Какие же мы с Фере счастливчики, что так быстро добрались до своих окопов! Я слышу частое дыхание моего друга, он чуть запыхался, не от быстрой ходьбы — от волнения, будоражащего кровь. Мы и капли вина не выпили, а чувство хмельное и стучит, стучит в висках: «Дом рядом, дом твой рядом».
«Стой, стой! Кругом!»
И снова немецкая команда:
«Назад!»
Но Фере радостно закричал над притихшими окопами:
«Свои, не стреляйте!»
«Назад!»
«Мы возвращаемся из плена, — продолжал кричать Фере на отличном немецком языке, — прапорщик Фере Петери и…»
Но его перебил пронзительный гортанный окрик:
«Назад!»
Фере не мог поверить этому голосу: слишком близко был дом, от которого еще недавно отделяли его тысячеверстные расстояния, изнурительные месяцы войны и плена. Как и я, Фере знал, что на фронте происходит братание солдат, он не мог поверить зловещему голосу и шел на него еще быстрее, чем раньше. Шел и говорил, громко объясняя окопам и ночи чудо своего возвращения на родину, к милой, к ребенку, единственному Фере-младшему:
«Я восемнадцать месяцев провалялся в этих окопах, теперь домой из русского плена. У меня…»
Он не докончил.
«Огонь!» — рявкнул немецкий офицер.
Грянул залп, за ним другой, третий. Я увидел яркий полет раскаленного свинца. Их было пятнадцать, может двадцать вспышек, и Фере рухнул рядом со мной. Я стоял во весь рост, пытаясь через ночь разглядеть окопы, за которыми была моя родина. Но у моих ног на земле бился Фере, и я опустился на колени, обнял его, прижал к своей груди. Это продолжалось одно мгновение.

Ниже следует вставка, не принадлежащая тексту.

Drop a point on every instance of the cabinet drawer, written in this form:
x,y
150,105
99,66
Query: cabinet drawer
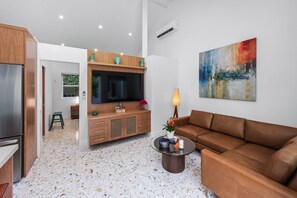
x,y
97,131
98,139
143,122
144,129
144,116
98,123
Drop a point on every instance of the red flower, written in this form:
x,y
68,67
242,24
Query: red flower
x,y
143,102
169,126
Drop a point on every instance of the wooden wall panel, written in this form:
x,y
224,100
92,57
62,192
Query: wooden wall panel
x,y
106,107
30,134
106,57
11,45
6,176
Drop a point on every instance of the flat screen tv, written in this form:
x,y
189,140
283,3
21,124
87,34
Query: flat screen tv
x,y
116,87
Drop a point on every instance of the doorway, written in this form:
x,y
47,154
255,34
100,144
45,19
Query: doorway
x,y
57,95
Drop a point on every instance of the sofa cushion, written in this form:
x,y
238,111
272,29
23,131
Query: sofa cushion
x,y
219,142
244,160
201,119
271,135
256,152
293,182
190,131
228,125
282,164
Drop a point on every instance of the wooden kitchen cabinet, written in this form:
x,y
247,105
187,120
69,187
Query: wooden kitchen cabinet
x,y
112,126
18,46
12,45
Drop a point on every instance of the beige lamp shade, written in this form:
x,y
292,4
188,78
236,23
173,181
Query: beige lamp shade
x,y
176,97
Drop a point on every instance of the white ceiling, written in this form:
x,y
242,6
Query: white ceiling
x,y
79,28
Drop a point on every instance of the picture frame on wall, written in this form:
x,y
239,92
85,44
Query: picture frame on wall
x,y
229,72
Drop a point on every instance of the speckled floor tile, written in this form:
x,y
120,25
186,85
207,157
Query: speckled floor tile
x,y
124,168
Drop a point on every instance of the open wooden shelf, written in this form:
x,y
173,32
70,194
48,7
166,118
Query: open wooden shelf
x,y
116,65
3,188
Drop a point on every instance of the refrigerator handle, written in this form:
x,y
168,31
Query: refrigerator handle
x,y
8,142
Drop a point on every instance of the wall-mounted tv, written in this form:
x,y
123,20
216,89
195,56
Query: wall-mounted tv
x,y
116,87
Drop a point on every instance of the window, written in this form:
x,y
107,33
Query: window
x,y
70,85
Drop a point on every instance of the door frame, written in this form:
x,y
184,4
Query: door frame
x,y
43,100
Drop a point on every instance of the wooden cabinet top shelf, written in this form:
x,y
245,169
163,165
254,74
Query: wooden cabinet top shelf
x,y
114,114
116,65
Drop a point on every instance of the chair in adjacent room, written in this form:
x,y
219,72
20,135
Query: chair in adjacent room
x,y
59,119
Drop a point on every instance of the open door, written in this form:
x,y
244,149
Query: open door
x,y
43,100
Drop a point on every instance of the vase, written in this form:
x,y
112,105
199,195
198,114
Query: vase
x,y
92,59
170,134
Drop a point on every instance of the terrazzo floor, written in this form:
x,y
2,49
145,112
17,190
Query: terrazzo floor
x,y
124,168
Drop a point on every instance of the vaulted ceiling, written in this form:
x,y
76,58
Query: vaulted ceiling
x,y
81,19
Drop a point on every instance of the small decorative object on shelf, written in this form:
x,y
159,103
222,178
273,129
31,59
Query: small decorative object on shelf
x,y
164,142
181,144
120,108
92,59
141,63
142,104
117,60
94,113
169,127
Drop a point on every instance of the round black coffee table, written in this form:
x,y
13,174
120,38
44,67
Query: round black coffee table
x,y
173,158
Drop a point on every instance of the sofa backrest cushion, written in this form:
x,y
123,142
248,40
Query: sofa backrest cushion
x,y
201,119
293,182
282,164
270,135
228,125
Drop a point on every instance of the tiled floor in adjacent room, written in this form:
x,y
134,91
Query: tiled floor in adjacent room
x,y
124,168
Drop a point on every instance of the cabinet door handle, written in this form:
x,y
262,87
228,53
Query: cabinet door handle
x,y
98,123
98,140
100,131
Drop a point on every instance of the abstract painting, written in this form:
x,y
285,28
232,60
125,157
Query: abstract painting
x,y
229,72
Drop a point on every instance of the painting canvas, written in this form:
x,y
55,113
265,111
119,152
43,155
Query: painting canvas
x,y
229,72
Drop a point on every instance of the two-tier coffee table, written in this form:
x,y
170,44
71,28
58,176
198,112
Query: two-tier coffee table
x,y
173,158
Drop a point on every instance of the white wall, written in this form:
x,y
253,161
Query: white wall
x,y
205,25
71,55
48,108
161,77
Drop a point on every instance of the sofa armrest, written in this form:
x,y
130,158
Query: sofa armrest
x,y
229,179
181,121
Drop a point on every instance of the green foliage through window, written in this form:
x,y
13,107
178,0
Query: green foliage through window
x,y
70,79
70,85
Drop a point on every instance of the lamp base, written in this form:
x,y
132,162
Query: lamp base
x,y
175,114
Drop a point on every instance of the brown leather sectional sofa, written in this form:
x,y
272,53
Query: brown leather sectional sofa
x,y
243,158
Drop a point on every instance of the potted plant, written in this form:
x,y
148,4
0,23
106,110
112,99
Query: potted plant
x,y
142,104
169,127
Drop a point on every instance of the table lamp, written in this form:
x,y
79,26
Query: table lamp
x,y
175,101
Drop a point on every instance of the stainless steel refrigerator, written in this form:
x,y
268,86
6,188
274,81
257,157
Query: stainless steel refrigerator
x,y
11,113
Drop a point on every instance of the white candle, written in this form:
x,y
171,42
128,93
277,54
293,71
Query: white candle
x,y
181,144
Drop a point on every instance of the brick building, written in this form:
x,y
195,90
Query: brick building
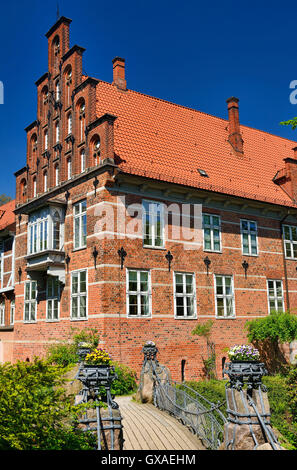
x,y
141,218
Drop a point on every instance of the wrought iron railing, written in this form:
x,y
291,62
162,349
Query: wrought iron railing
x,y
201,416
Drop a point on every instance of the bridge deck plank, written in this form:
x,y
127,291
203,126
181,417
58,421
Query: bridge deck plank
x,y
148,428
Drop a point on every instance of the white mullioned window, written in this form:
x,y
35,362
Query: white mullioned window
x,y
38,231
224,296
79,295
138,293
249,241
80,224
12,312
2,313
83,161
30,304
69,168
290,241
211,232
52,298
153,224
275,295
184,295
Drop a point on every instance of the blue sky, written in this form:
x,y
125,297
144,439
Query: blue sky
x,y
194,53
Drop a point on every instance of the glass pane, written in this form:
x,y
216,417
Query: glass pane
x,y
82,306
83,284
220,307
133,305
74,307
75,283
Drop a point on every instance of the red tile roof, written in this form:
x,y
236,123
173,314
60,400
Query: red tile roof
x,y
7,216
169,142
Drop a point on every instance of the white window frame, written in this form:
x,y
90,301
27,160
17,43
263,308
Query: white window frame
x,y
2,313
83,161
249,233
224,296
289,241
153,223
31,302
12,312
39,228
212,227
78,295
138,293
69,168
185,295
275,297
80,215
51,299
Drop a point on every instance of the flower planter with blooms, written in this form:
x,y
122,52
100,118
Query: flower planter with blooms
x,y
243,353
98,357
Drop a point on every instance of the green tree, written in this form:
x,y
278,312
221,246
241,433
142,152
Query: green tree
x,y
35,411
268,332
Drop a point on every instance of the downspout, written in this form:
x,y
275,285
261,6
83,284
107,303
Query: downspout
x,y
284,260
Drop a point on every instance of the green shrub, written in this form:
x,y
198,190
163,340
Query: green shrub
x,y
35,412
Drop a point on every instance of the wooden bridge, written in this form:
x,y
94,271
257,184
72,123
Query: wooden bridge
x,y
148,428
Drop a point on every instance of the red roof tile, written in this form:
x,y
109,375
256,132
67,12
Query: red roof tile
x,y
169,142
7,216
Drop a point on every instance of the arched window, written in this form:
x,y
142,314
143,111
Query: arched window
x,y
96,150
34,187
69,123
23,189
45,139
45,181
69,168
56,230
57,131
82,119
68,82
33,144
82,160
57,174
58,91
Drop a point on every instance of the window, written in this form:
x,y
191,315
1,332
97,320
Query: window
x,y
57,174
69,168
30,301
45,140
56,231
79,295
38,231
275,295
290,241
58,94
57,132
211,232
138,293
45,181
12,312
153,224
82,161
34,187
69,123
52,298
184,295
249,237
2,313
224,296
80,224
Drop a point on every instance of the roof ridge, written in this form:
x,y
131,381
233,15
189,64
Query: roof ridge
x,y
200,112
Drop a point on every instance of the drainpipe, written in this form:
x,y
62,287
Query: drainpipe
x,y
284,260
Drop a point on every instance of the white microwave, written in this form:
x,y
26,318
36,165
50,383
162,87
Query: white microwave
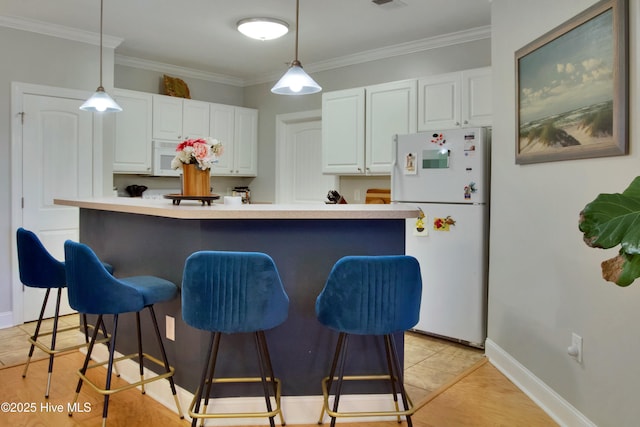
x,y
163,154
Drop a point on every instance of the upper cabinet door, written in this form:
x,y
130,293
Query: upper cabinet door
x,y
477,101
132,145
439,102
167,117
195,119
221,125
246,142
343,131
391,109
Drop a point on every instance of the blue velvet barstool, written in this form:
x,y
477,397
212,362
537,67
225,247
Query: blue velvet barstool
x,y
39,269
92,290
229,293
369,295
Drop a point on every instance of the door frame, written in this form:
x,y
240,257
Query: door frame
x,y
18,90
282,121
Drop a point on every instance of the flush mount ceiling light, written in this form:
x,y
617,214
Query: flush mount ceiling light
x,y
100,101
263,28
296,81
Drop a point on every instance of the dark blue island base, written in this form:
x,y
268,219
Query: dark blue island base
x,y
304,251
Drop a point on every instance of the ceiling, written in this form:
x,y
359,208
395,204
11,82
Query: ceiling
x,y
201,34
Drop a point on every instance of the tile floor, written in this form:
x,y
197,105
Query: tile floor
x,y
429,362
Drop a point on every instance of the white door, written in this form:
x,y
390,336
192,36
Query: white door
x,y
299,160
57,154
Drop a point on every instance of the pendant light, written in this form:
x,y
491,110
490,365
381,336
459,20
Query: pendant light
x,y
296,81
100,101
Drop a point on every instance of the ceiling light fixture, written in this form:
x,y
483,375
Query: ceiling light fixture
x,y
263,28
100,101
296,81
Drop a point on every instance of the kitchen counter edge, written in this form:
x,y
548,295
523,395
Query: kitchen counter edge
x,y
195,210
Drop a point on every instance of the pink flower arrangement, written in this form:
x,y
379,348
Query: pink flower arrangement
x,y
203,151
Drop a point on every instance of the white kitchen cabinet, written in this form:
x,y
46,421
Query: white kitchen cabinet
x,y
177,119
237,129
343,131
132,133
358,126
452,100
391,109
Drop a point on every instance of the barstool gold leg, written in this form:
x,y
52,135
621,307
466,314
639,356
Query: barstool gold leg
x,y
37,331
140,357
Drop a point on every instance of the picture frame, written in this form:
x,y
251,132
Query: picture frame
x,y
572,98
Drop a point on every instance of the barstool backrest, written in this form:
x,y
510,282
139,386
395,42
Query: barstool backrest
x,y
38,268
232,292
92,289
371,295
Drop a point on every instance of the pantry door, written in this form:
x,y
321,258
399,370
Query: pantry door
x,y
299,177
56,150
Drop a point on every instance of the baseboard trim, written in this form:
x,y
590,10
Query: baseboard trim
x,y
296,409
6,320
551,402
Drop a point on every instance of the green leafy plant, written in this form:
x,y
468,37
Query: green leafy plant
x,y
611,220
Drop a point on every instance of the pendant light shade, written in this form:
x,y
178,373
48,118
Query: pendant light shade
x,y
100,101
296,81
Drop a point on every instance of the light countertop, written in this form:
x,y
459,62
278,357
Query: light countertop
x,y
195,210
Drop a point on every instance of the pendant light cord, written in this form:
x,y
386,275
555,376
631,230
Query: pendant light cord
x,y
101,11
295,61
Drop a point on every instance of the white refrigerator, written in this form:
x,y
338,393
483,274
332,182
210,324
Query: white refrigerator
x,y
446,175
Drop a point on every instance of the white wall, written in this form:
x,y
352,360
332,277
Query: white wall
x,y
544,282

«Аве Мария», — прошептал мой Фере.
Я бежал в обратную сторону от своего дома, проклиная нашу наивную веру в то, что можно мирной тропой дойти до своего порога. На этом пороге лежит убитый Фере. Назад! Я бежал и почему-то жаловался Марии, женщине с широко открытыми, грустными глазами.
Потом я отсыпался в русских окопах и, возвращаясь в Москву, все вспоминал, как, приходя к ограде нашего лагеря, Маруся протягивала Фере в серой тряпице картофелины и, пока он жадно ел, приговаривала:
«Ешь, горемычный, ешь, дитё».
Она, молодая женщина, называла его дитём. Теперь это венгерское дитё убито из немецких окопов, и я осиротел еще больше.
Я добрался до Москвы и поздним вечером разыскал нашего венгра Бела Куна. Он должен был дать мне хороший совет — ведь именно в этом я нуждался вдалеке от родины.
Мы ходили по плохо освещенным узким улицам. Бела слушал меня. Я рассказал ему все: про картошку Марии и смерть Фере.
Мы прощались с Бела под тускло горевшим старым фонарем, такие фонари освещали и мое детство. На меня внимательно глядели большие глаза, заполненные тревогой и этой ночью, — глубокие темные глаза Бела Куна.